Do We Need a Pet?
Effects of animals on children’s socio-emotional development
Many of us value our pets as sources of comfort, companionship, and protection. But what if it turned out that they were also teaching our children valuable lessons that could help them be better adults? Clark College psychology professor Mika Maruyama tackles the crucial role animals can play in early childhood development during her Faculty Speaker Series presentation, Why Do We Need a Pet? Effects of animals on children’s socio-emotional development, held Wednesday, Feb. 18 at 4 p.m. in the Ellis Dunn Community Room (Gaiser Hall room 213) on Clark College’s main campus.

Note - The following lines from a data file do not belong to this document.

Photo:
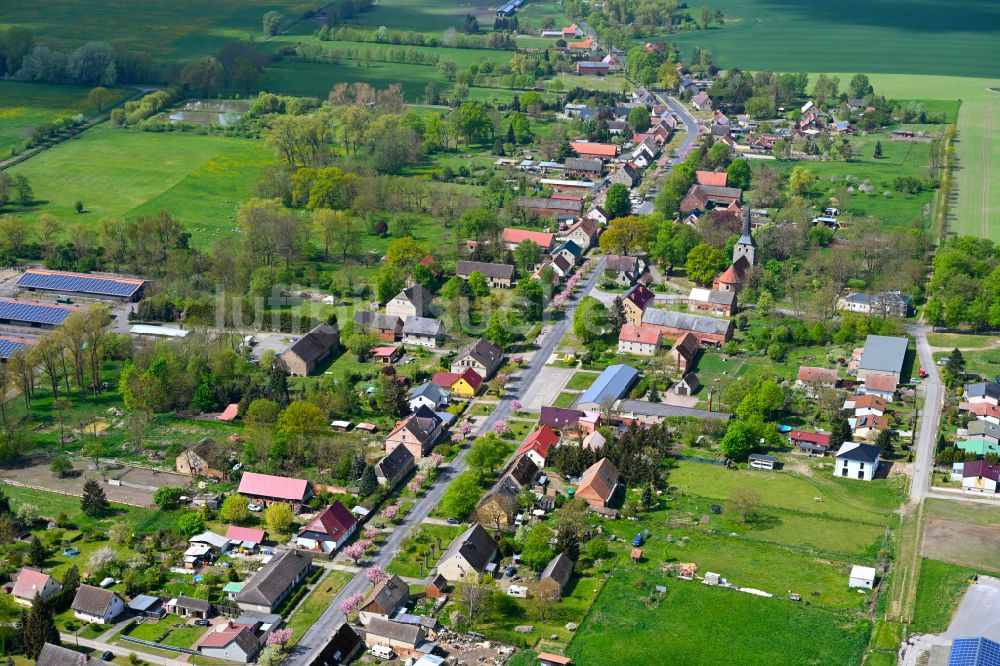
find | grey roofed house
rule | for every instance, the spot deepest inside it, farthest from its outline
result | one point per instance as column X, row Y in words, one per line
column 56, row 655
column 580, row 164
column 423, row 326
column 496, row 271
column 93, row 601
column 394, row 465
column 475, row 545
column 559, row 569
column 687, row 322
column 568, row 205
column 983, row 390
column 981, row 428
column 190, row 603
column 659, row 410
column 883, row 354
column 411, row 634
column 269, row 586
column 376, row 320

Prof. Maruyama shares her intriguing research findings, which suggest that children learn more than we suspect from animal companions. The daily interactions they have with pets can help develop the important quality of empathy. Likewise, studies show that when children regularly mistreat animals, we need to pay attention—as it could be a warning sign of further interpersonal violence to come as the child grows up.
This presentation is free and open to the public. Individuals who need accommodation due to a disability in order to fully participate in this event may contact Clark’s Disability Support Services Office at 360-992-2314 or 360-991-0901 (video phone) or email firstname.lastname@example.org within one week of the event.
This presentation is part of Clark’s prestigious Faculty Speaker Series. The theme for this year’s series is Microbes, Pets, and Puppets: What Animals Can Teach Us. The final presentation, Bilingual Puppetry: a Project-Based Learning Exploration by Spanish professor Elizabeth Ubiergo, is scheduled for May 12.